Within IBM the Risk Management team targets different groups to train on risk management concepts. Ms. Ruderman cited an example of 60 people being trained on pricing. As a result of the Risk Management team’s influence, the curriculum now includes risk management and how that can help identify enterprise risks associated with the pricing process.
next steps
While IBM has made significant strides toward rolling out Risk Management into the infrastructure of the overall organization, more effort remains with several priorities for 2010 beginning with improvements to the risk assessment methodologies and tools. The particular objective is, “to create metrics that drive proactive responses rather than reactive ones,” stated Ms. Ruderman.
The company also wants to see risk management more integrated into business strategy and execution, particularly as it relates to emerging risks.

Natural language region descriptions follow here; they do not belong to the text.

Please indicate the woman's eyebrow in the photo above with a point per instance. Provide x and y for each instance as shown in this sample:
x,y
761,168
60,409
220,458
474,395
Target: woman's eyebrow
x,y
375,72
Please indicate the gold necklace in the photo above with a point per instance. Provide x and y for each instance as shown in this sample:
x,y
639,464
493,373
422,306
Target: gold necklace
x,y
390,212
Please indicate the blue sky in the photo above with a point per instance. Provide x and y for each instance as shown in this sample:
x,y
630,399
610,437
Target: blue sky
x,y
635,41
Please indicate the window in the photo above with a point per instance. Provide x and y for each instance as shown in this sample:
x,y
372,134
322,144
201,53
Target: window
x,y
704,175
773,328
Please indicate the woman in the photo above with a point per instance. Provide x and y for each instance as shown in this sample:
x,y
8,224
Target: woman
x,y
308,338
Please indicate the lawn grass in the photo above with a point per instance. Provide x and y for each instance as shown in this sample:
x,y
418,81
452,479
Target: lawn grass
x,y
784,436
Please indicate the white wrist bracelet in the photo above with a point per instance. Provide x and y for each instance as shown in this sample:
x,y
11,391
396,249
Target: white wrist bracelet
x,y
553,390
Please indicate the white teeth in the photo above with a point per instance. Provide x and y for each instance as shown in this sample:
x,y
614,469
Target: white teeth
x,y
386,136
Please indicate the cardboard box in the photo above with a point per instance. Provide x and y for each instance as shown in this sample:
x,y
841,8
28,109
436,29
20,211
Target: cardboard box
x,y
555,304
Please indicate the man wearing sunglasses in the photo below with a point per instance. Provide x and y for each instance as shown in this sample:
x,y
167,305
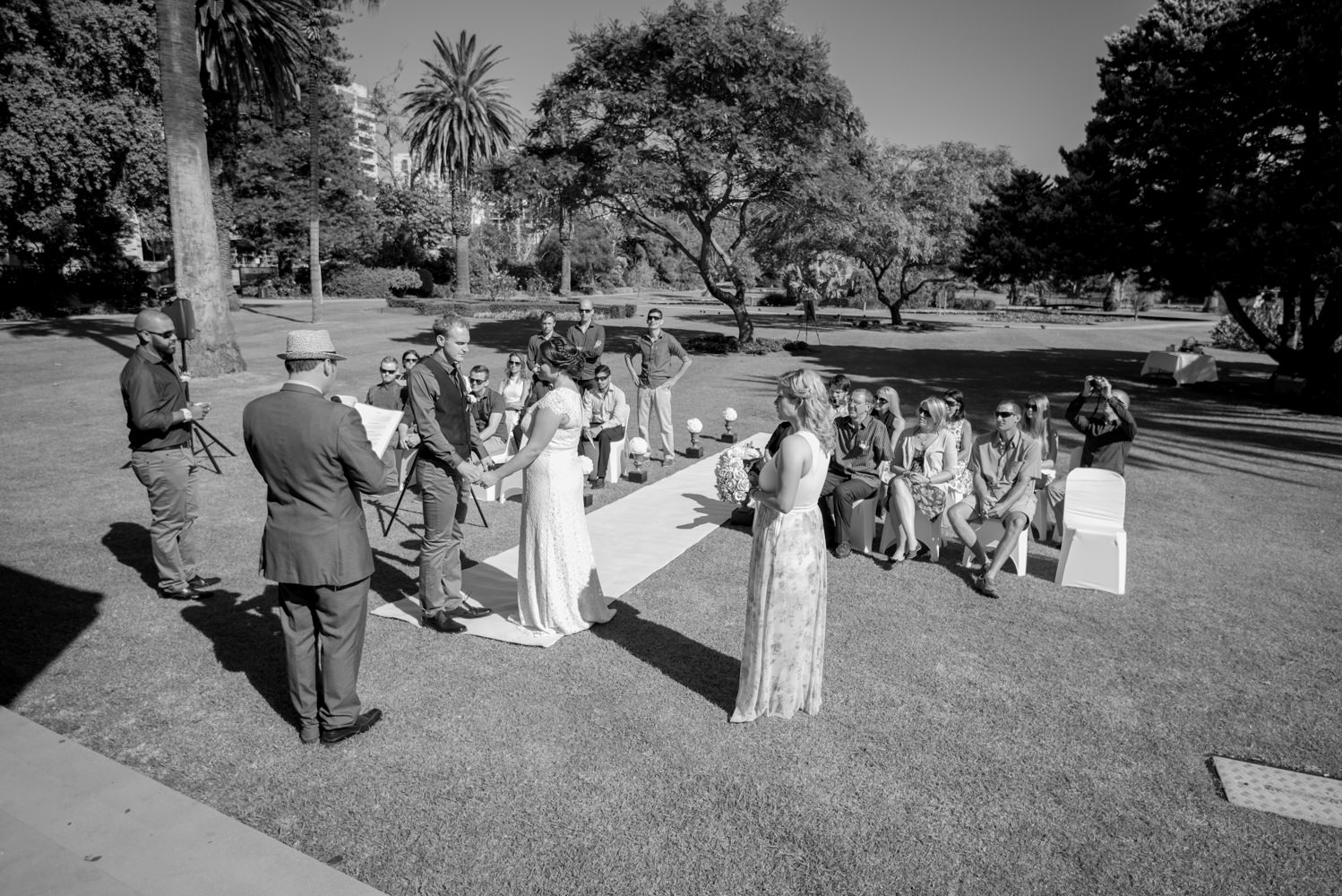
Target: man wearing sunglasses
x,y
589,338
387,394
487,409
655,380
159,418
1004,466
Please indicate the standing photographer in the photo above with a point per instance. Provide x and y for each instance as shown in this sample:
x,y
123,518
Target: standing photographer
x,y
1101,413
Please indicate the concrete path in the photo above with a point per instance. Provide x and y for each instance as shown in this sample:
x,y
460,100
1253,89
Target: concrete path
x,y
74,823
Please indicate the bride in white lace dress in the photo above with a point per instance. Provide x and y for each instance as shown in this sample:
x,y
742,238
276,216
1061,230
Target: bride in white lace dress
x,y
557,586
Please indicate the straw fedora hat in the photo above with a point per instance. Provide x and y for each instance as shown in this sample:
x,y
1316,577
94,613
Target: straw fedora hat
x,y
310,345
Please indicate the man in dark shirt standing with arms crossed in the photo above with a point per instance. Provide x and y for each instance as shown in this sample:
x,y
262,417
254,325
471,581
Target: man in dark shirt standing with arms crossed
x,y
589,338
1109,431
159,418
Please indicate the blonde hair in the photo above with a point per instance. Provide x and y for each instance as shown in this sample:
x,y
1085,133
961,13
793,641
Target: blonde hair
x,y
813,412
937,412
1039,424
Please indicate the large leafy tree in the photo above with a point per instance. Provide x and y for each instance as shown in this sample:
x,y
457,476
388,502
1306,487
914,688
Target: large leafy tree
x,y
1013,237
245,46
81,159
1221,119
460,119
701,116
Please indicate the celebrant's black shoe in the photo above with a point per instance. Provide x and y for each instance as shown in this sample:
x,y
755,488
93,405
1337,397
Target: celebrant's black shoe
x,y
468,612
363,723
443,623
184,593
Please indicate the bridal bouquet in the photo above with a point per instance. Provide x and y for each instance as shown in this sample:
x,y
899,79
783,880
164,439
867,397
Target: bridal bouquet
x,y
730,474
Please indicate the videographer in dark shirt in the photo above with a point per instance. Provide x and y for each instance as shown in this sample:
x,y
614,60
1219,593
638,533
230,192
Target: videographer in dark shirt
x,y
1101,413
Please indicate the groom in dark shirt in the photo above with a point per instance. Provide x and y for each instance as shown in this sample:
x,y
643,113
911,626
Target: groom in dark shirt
x,y
439,407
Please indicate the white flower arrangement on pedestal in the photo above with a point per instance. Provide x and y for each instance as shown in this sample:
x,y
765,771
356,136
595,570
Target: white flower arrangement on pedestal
x,y
730,477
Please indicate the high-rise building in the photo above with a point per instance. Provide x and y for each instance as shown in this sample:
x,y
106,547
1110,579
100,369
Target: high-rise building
x,y
366,126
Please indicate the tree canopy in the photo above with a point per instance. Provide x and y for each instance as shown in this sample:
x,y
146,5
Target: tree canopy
x,y
705,116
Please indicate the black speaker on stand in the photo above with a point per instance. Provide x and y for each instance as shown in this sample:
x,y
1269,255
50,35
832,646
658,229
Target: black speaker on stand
x,y
184,323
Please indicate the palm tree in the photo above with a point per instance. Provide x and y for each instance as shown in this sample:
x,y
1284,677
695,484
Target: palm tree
x,y
460,118
243,46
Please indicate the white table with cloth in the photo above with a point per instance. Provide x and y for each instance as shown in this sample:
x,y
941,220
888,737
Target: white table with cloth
x,y
1185,366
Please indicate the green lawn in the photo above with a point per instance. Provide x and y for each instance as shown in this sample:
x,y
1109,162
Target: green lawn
x,y
1051,742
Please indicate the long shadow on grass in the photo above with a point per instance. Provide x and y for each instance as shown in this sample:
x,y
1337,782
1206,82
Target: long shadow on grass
x,y
110,334
708,672
247,639
129,544
39,618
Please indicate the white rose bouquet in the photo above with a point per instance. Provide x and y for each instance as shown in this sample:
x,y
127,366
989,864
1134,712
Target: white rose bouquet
x,y
730,475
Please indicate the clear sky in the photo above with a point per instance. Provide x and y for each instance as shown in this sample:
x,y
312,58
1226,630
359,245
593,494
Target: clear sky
x,y
1016,73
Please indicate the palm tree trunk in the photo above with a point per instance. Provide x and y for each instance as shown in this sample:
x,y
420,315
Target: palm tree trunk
x,y
462,231
314,183
189,196
565,253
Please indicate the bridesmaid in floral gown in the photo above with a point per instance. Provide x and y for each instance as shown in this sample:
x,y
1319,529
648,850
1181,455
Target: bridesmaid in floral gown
x,y
783,659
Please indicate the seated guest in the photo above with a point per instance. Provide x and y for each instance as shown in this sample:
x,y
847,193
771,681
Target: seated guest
x,y
1039,426
606,413
487,410
863,444
959,424
889,413
515,388
1101,413
387,394
925,463
1004,466
840,388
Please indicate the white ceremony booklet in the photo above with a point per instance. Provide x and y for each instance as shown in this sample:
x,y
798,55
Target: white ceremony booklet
x,y
380,426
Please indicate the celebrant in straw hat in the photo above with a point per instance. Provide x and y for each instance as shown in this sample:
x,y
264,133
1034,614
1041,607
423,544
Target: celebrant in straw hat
x,y
315,459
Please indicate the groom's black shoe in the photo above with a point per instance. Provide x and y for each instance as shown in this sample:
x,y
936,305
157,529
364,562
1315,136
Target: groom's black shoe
x,y
363,723
468,612
443,623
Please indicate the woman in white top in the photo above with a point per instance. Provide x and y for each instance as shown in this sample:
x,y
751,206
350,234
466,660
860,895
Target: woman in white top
x,y
925,466
783,658
515,389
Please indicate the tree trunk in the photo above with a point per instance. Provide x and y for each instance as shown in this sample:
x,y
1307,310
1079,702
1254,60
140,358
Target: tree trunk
x,y
1114,298
189,196
565,254
462,231
314,186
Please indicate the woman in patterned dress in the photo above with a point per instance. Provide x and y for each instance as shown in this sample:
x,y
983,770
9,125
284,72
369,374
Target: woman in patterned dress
x,y
558,590
783,658
924,467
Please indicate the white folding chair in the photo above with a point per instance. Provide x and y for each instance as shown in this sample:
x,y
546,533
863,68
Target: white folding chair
x,y
991,531
1094,539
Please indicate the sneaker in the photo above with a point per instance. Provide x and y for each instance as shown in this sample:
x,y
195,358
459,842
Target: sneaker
x,y
986,586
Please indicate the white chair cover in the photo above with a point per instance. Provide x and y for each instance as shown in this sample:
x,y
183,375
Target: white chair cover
x,y
1094,539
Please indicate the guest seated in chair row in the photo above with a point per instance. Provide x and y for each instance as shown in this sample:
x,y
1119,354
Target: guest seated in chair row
x,y
487,410
606,413
863,444
1101,413
924,467
1004,466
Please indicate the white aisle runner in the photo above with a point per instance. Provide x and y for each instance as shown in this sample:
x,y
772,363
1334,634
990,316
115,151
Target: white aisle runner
x,y
631,538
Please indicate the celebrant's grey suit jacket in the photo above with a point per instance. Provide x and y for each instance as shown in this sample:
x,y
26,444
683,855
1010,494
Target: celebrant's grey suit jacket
x,y
315,459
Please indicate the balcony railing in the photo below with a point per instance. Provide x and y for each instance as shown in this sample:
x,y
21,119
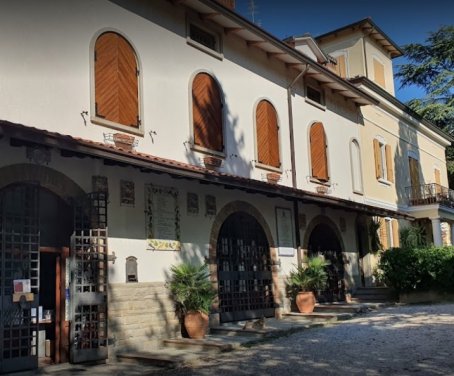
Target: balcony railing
x,y
426,194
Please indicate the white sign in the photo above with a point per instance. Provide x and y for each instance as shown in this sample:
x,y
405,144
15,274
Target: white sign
x,y
285,237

Finally, the Risk Management leadership wants to see risk management knowledge become so institutionalized that it is integrated with business performance management.
All this is ambitious, but achievable in IBM’s view. It also underscores how non-financial companies can move forward fast with ERM programs that few others can top.
Drawing the Risk Lines
One of the challenges for any organization grappling with ERM is determining what authority and accountability should exist for different types of risks and different locations of risk.
The conventional thinking is that all risk accountability should be held by the risk owner. The role of the ERM team is simply to educate those owners on how to identify and manage those risks and to develop and deploy tools that optimally enable those activities. But, what authority should the ERM team have over risks they deem are not being dealt with adequately?
An example was posed by one of the members of The Corporate ERM Group to Ms. Ruderman. “If Human Resources is having a serious talent retention problem in another country, can they approach the CFRO for consultation?” the member asked. Answer: “Yes, but the general manager and HR team of that country ultimately owns that problem,” as Ms. Ruderman said.
“Should the CFRO flag the problem if no one else does?” the member asked. Ms. Ruderman replied: “If it is an enterprise risk, the CFRO has the authority to request the risk owner to review the risk at an ERM steering committee meeting or to even recommend to the CFO that the risk be presented to the audit committee or in some cases the full board. But if it’s not deemed an enterprise risk, the CFRO will not call it out.”